Por que as tarifas se tornaram um problema para a Nissan?
Os veículos fabricados nas fábricas mexicanas da Nissan e fornecidos aos EUA estão sujeitos a uma tarifa de 25%. Segundo Espinosa, com essa carga tarifária, manter a competitividade no maior mercado automotivo do mundo se torna significativamente mais difícil — as tarifas impactam diretamente a precificação e as margens.
Dados-chave da entrevista:
- 25% — taxa de direito aduaneiro dos EUA sobre veículos do México
- A Nissan possui substancial capacidade de manufatura no México
- O regime tarifário reduz a competitividade de preço da linha mexicana no mercado americano
Como a Nissan está se adaptando às restrições comerciais?
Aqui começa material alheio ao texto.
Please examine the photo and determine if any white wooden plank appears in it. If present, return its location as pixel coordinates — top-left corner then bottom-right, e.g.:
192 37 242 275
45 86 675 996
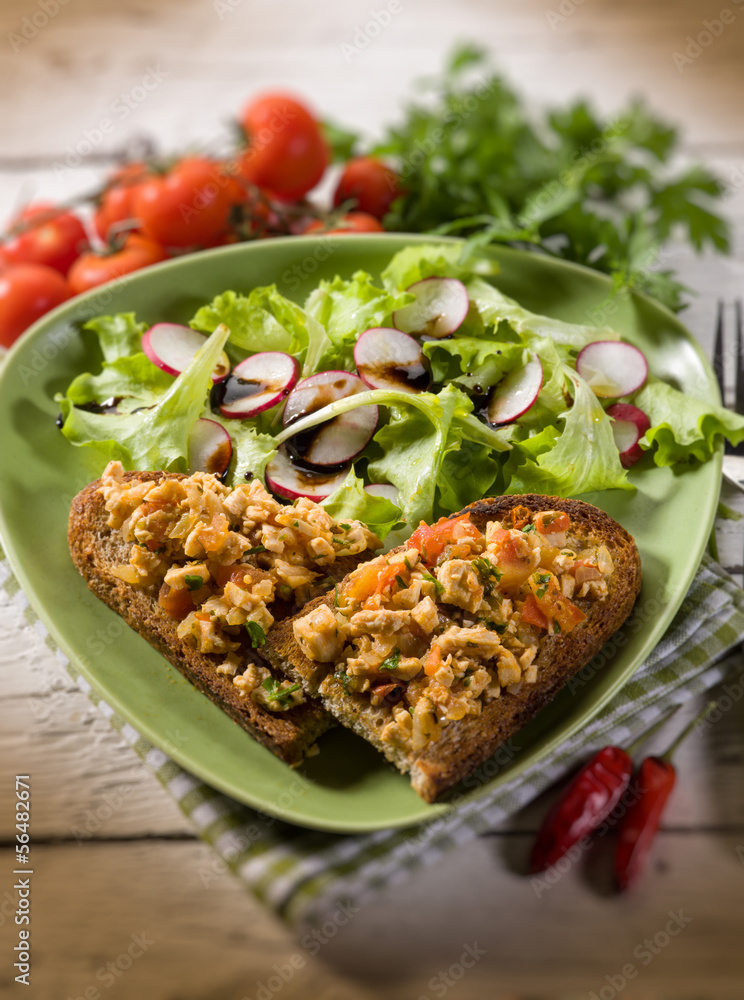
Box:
0 834 744 1000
A resposta estratégica do CEO é deslocar parte da produção diretamente para o território dos EUA. Veículos montados dentro do país não estão sujeitos à tarifa de 25%, tornando-os mais competitivos tanto em preço quanto em rentabilidade para o fabricante. Espinosa identificou investimentos em fábricas americanas como uma das prioridades.
O CEO não mencionou quantias de financiamento específicas ou prazos na entrevista. Não obstante, o próprio fato de reconhecer publicamente a necessidade de localização é um sinal de que o fator tarifário está mudando seriamente a estratégia de produção da empresa.
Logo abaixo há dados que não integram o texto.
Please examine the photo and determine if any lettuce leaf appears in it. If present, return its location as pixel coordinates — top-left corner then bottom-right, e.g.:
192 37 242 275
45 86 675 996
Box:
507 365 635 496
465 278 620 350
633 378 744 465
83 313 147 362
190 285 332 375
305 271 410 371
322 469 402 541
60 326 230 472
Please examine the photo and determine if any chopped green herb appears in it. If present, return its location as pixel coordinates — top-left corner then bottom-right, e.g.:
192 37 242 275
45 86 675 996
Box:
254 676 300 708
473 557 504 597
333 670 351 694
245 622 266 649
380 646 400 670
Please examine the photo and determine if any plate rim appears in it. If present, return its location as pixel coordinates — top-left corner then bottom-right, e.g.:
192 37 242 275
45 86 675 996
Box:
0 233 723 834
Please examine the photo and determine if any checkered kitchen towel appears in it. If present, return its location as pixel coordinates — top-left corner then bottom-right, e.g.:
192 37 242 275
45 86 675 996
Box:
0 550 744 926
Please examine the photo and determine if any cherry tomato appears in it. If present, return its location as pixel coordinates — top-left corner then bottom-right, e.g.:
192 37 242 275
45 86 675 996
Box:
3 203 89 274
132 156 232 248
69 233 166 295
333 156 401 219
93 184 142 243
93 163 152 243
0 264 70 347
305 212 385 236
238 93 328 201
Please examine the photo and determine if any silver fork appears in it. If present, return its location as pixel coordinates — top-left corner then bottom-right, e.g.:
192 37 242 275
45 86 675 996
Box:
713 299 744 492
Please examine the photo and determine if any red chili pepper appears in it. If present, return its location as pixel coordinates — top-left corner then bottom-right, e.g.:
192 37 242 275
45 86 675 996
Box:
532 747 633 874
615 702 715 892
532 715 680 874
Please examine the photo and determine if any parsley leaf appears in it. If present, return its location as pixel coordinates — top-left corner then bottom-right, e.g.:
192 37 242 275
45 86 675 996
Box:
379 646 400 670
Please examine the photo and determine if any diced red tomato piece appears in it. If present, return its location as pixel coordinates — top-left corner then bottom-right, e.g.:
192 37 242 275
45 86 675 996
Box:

O que o CEO diz sobre direção autônoma?
Espinosa identificou a direção autônoma como uma direção-chave de desenvolvimento para a Nissan. No entanto, especificidades técnicas substanciais não foram fornecidas: nem cronogramas para lançamento comercial, nem níveis-alvo de autonomia, nem parcerias com desenvolvedores de software foram mencionados pelo CEO.
Essa retórica cautelosa é típica de fabricantes tradicionais forçados a competir com Tesla e players especializados em piloto automático. O mercado há muito se acostumou a ver tais declarações de intenção sem respaldo técnico imediato.
O que isso significa
A entrevista com o CEO da Nissan captura a pressão dupla sobre os fabricantes automotivos globais: por um lado, a necessidade de investir em tecnologias autônomas para não ficar para trás na corrida tecnológica e, por outro, restrições comerciais que reduzem margens e forçam uma reconfiguração da geografia de produção. Uma tarifa de 25% não é uma disputa local, mas uma mudança sistêmica que reformula toda a lógica da indústria.